“Dünya sınırsız ve rengârenktir; gidip onu görmek isteriz. Gizemi ve güzelliği çevremizi sarar, tepelerin ardında da daha keşfedilmemiş yerler vardır. Bilmediklerimizin derin uçurumunun üzerinde asılı durumdayken, çevremizi kuşatan bu belirsizlik ve kararsızlık yaşamı anlamsız kılmaz, tersine değerini artırır.”
Fizikle haşır neşir olmayan okura, modern fizik yasalarını temel bir çerçevede “Fizik Üzerine Yedi Kısa Ders”te sunan Rovelli, “Gerçeklik Göründüğü Gibi Değildir” kitabında “Nesnelerin doğası nedir?

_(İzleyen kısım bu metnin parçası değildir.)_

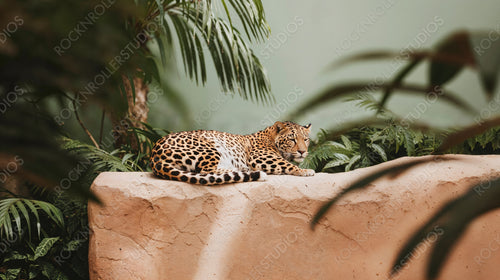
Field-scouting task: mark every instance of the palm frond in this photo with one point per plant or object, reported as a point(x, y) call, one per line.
point(197, 26)
point(97, 160)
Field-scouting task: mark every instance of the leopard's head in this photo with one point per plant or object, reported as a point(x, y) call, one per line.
point(292, 140)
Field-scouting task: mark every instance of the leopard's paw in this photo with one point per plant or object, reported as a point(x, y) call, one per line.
point(306, 172)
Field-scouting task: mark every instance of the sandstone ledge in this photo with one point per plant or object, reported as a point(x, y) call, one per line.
point(156, 229)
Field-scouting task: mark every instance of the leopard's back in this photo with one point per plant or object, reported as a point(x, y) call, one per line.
point(203, 157)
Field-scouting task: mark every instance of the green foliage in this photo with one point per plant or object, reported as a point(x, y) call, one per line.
point(457, 51)
point(57, 251)
point(20, 210)
point(367, 146)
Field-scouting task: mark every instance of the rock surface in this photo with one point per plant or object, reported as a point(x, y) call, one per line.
point(152, 229)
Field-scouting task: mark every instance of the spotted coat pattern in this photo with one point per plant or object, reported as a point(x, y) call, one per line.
point(212, 157)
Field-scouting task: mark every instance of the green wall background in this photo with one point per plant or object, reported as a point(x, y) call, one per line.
point(309, 35)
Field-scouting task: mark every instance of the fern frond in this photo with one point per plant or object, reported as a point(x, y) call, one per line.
point(97, 159)
point(19, 211)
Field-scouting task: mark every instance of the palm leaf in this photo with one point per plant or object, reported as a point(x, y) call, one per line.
point(449, 224)
point(237, 68)
point(468, 132)
point(342, 90)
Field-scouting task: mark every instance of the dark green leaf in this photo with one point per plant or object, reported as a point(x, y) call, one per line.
point(456, 46)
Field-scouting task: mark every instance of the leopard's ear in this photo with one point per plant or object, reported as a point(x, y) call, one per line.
point(279, 126)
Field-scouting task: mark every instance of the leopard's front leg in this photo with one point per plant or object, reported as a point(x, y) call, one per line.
point(276, 164)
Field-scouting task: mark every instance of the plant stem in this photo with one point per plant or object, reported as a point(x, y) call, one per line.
point(83, 126)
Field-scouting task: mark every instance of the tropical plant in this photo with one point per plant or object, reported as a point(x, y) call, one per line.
point(455, 52)
point(110, 64)
point(366, 146)
point(47, 77)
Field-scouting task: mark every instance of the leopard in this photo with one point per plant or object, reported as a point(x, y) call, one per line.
point(209, 157)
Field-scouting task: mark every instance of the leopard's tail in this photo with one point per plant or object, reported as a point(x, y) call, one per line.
point(208, 179)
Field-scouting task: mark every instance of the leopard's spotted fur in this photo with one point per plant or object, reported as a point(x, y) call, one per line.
point(212, 157)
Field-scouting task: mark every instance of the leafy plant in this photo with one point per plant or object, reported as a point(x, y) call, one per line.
point(367, 146)
point(457, 51)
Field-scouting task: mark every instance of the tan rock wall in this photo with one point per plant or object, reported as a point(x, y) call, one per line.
point(156, 229)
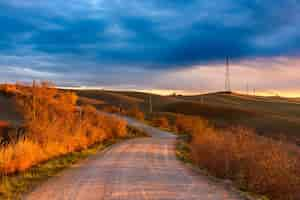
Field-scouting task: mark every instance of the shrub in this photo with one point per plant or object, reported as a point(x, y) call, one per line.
point(258, 164)
point(161, 122)
point(136, 113)
point(55, 126)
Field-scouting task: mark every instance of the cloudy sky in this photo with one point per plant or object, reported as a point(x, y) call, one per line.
point(158, 45)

Ne tür dinamikleri vardır?” sorularının peşinden gidiyor.
İnsanoğlunun evrene yönelik keşif serüvenini anlatırken, temel fiziğin öne çıkan fikir ve sorunlarının Antik Yunan’dan günümüze geçirdiği değişim sürecini ele alırken, 20. yüzyıl fiziğinin büyük buluşlarını ve kuantum kütle çekimi araştırmalarında ortaya çıkmakta olan dünya imgesini de etraflıca inceliyor.
Carlo Rovelli’nin, evrenin gizemlerine ve bilime duyduğu tutkuyu duyumsamamızın yanı sıra, okuru da bu keşif yolculuğuna ortak ediyor.